Carbon steel is the main construction material in HYDROFLUORIC ACID (HF) alkylation units. Carbon Steel has good corrosion resistance to anhydrous HF (AHF) below 160 degrees fahrenheit (71 C). The corrosion resistance is due to the formation of an inorganic iron fluoride scale on the carbon steel surface that protects the steel from futher corrosion. The presence of an adherent and continuous scale is essential in keeping the corrosion rate at a minimum.
Residual elements (RE) in carbon steel, not specifically included in the specified steel, appear to influence the corrosion rate under certain conditions, especially in services involving hydrofluoric acid (HF). The relative proportions of RE, specifically %C, %Ni, %Cu, and %Cr in carbon steel base and weld metals used in refineries, especially in alkylation processes with HF as the catalyst, significantly impact corrosion behavior. Studies described in the literature show corrosion damage with high RE (Cu + Ni + Cr >0.20) components as compared to low RE (Cu + Ni + Cr <0.20) components.

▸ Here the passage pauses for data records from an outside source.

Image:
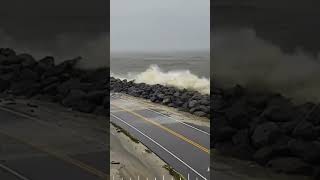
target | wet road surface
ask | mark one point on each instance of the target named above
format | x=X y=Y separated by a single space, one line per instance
x=183 y=146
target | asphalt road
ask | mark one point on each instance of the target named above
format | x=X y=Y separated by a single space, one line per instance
x=183 y=146
x=31 y=150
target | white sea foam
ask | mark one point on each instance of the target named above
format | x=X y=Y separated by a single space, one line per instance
x=177 y=78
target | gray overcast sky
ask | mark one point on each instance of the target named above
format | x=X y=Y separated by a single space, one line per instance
x=160 y=25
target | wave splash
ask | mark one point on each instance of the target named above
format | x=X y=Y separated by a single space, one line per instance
x=177 y=78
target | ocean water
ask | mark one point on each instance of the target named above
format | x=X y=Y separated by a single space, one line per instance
x=268 y=49
x=190 y=70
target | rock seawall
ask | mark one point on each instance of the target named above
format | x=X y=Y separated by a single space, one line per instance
x=182 y=99
x=82 y=90
x=267 y=128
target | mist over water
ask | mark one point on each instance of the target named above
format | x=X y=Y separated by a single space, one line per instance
x=177 y=78
x=241 y=57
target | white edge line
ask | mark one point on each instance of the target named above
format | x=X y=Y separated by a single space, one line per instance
x=175 y=120
x=159 y=145
x=13 y=172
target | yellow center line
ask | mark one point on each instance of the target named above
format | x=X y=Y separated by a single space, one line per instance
x=166 y=129
x=60 y=156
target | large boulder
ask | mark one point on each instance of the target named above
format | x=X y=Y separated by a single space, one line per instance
x=265 y=134
x=290 y=165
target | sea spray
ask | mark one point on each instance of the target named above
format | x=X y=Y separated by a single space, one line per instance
x=177 y=78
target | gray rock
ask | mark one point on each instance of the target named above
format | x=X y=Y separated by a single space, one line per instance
x=265 y=134
x=290 y=165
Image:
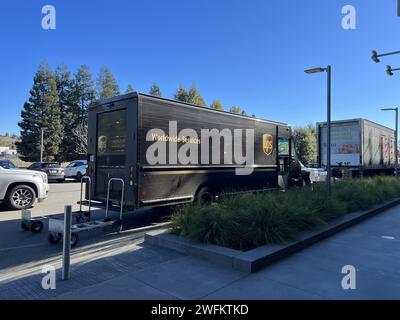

In this study, electrochemical corrosion testing was performed on a 3-inch pipe elbow section with high REs that had developed a through-wall leak in service. Test results were compared to those obtained on a similar pipe elbow section with lower REs. The samples were exposed to 50% HF at room temperature and at 65°C. Linear polarization resistance (LPR) corrosion rates were measured at both temperatures. Potentiodynamic (PD) polarization scans were performed on samples of low and high RE steel exposed to 50% HF at room temperature.
Test results indicated that LPR corrosion rates were higher for the high RE carbon steel samples than for low RE carbon steel samples at both temperatures. PD scans showed that the critical current densities were higher for high RE steel than for low RE steel.